あいかわらず、油で光る山盛りポテトを肴に、水で割ったシャンパンみたいな色のビールをちびりちびり飲んでいるだけです。
「え……?」
けれどその手が止まりました。
ウォルターの眼前に、スマートフォンの画面が差し出されていたのです。
あまり見慣れぬ機種です。
というよりも、店頭でもCMでも見たことがない機種でした。
ウォルターがもっと携帯電話やスマートフォンに詳しければ、この機種はどんなメーカーのカタログにも載っていないということに気がついたかもしれません。
しかしウォルターが注目したのは、機械そのものではなくて、そこに表示された文字でした。
顔を上げるとオーマ(ウォルターにとっては『見知らぬ女性』)が、黙ったままこちらを見ていました。
彼女は「読め」と言っているようでした。実際に声には出していませんけれど。
「これを? なんだろう?」
ウォルターは小首をかしげてスマートフォンを手に取りました。
こう書いてありました。
『私は観光客。親友の夫が寝子島にいるので泊めてもらいに来た。日本語も英語もしゃべれない。文字は書ける』
「Habla usted espanol si?」
ウォルターは流暢なスペイン語で問いました。
オーマは首を振りました。
「Parlez-vous francais si?」
ウォルターは多少、訛ったフランス語で問いました。
オーマはやはり首を振りました。
「我不能普通活」
無表情だったオーマも、かすかに驚いたように目を開きました。
「今のは『中国語はできません』って言っただけだよ。中国語でね」
あははとウォルターは笑って、
「もしかして声が出せない……とか?」
『口がきけないわけではない。日本語も英語もしゃべれないというだけ』
オーマはまたメッセージを表示させました。
「ふぅん、話せないのに書けるなんて変わってるね」
とは言いましたが、それには特にこだわることなくウォルターは続けました。
「僕は地元民だよ。こう見えて寝子島高校の英語教師でね。もともと祖母がこの島の出身ということもあって、自分のルーツを訪ねるという意味も兼ねてここで暮らしてる。大学生のころからいるからね、それなりに島での生活も長いよ」
『日本で教師をしてなにを感じているのか』
オーマがメッセージを表示させて渡します。
「そうだねぇ……教師にはやりがいを感じているよ。人になにかを伝える、って仕事は性に合ってるみたいだ」
オーマの目が、自分の飲食物に向いたのに気づいて、
「これかい? 僕の故郷の味さ。安っぽいけど、こういうのを口にしながら育ったから。今でも里帰りするたびに食べてる。ここでこういう本格的なものが楽しめるなんて思わなかった」
故郷、その言葉に感銘を受けたのでしょうか、
『故郷とは美しいものなのだろうか』
オーマは真剣な表情で、新たなメッセージを差し出しました。
その意を汲んだのか、ウォルターも真面目な顔で、
「僕はそう思う。たとえどれほど遠く離れていても、どんなに変わり果てていても……仮に嫌な思い出があっても、ね」
と言って、ジョッキの底に一センチほど残ったビールをぐっと空けたのです。
オーマはその返答に感じるものがあったのでしょうか。
ふと目を細めました。
微笑、しているようにも見えました。
彼女は空の徳利を持って立ち上がりました。そしてまた、日本酒を出す酒蔵のほうへ歩き始めたのです。
「僕も、お替わりしようかな」
ウォルターも立ち上がりました。
いくらかしてウォルターは元の場所に戻ってきましたが、オーマの姿はありませんでした。

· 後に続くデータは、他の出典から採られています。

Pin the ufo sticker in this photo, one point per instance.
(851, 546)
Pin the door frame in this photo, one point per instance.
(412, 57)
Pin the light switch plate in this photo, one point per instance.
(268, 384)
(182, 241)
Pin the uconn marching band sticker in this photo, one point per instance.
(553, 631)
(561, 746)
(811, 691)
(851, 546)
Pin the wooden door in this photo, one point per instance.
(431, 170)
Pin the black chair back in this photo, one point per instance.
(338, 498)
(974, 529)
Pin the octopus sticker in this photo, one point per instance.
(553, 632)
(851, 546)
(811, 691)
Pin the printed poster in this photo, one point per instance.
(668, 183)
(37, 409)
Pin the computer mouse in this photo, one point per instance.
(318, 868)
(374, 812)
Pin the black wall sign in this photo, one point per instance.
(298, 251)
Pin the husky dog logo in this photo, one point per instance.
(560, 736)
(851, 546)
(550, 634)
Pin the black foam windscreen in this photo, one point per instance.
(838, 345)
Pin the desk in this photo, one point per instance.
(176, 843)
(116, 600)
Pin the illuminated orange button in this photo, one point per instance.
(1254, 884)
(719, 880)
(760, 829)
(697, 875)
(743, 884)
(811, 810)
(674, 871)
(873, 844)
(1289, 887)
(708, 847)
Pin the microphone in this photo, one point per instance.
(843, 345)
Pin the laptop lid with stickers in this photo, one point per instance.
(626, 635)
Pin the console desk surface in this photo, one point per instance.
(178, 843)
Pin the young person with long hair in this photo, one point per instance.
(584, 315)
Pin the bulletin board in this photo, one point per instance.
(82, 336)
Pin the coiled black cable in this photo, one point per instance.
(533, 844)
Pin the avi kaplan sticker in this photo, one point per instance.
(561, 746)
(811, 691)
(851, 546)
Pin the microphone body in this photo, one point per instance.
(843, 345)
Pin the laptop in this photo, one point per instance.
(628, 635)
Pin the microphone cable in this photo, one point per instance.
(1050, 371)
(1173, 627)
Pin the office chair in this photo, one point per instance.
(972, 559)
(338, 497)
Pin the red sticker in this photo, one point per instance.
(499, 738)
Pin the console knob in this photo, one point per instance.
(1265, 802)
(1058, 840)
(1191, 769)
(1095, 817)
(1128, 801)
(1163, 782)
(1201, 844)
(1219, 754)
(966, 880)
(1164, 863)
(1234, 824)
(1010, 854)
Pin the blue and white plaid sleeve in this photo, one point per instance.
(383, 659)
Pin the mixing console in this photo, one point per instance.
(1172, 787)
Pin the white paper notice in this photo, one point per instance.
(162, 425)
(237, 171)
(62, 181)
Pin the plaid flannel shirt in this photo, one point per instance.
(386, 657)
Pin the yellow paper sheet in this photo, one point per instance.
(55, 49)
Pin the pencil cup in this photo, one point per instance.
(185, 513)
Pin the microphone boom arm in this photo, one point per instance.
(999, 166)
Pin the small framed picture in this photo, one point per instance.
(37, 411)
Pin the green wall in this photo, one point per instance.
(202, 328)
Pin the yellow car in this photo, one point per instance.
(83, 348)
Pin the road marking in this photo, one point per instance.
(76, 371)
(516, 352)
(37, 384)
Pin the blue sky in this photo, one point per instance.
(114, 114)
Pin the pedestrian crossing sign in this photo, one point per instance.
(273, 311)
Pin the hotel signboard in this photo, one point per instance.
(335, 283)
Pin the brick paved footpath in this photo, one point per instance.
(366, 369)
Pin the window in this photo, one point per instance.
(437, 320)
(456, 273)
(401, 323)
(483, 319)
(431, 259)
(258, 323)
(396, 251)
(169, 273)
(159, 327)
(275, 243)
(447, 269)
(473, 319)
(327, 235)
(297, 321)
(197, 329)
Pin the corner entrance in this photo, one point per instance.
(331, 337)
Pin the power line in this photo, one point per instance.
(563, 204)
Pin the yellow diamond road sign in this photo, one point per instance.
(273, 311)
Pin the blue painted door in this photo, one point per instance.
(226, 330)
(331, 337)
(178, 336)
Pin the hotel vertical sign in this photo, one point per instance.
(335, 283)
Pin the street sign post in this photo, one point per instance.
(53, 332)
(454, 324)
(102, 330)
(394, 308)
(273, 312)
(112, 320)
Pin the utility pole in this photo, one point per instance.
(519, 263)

しばらく待ちましたが、やはり彼女は戻ってきませんでした。
ウォルターは一人で食事を再開しました。
老いの基準は人それぞれです。
単純に年齢のみを基準にするならば、
長門 正義
は老人の部類に入るでしょう。なにせ御年九十歳、元日本国海軍の軍人で、かつては本物の軍艦に乗っていたというのですから歴史の生き証人といっていいほどです。
しかし心の持ちようを基準にするならば、正義はまだ壮年、いえ青年とすら言っていいかもしれません。
生涯現役、正義は貪欲なまでに学ぶことを愛する人です。
パソコンを使いこなし車はおろかバイクまで自在に操り、「暇つぶしを兼ねて」と言いながら木天蓼大学の理工学部に学生として籍を置いております。知識の吸収力たるや並の若者を凌駕することこの上ない。
身体にしたってそうです。矍鑠(かくしゃく)という表現を使うことがためらわれるほどに、正義にはバイタリティがあふれています。
米寿を越えてなお壮健、背筋をしっかり伸ばしかなりの速度で歩きます。目も耳も、数十年前に比べれば衰えましたが健康そのもの、一応持っていますが老眼鏡を使うことはあまりありません。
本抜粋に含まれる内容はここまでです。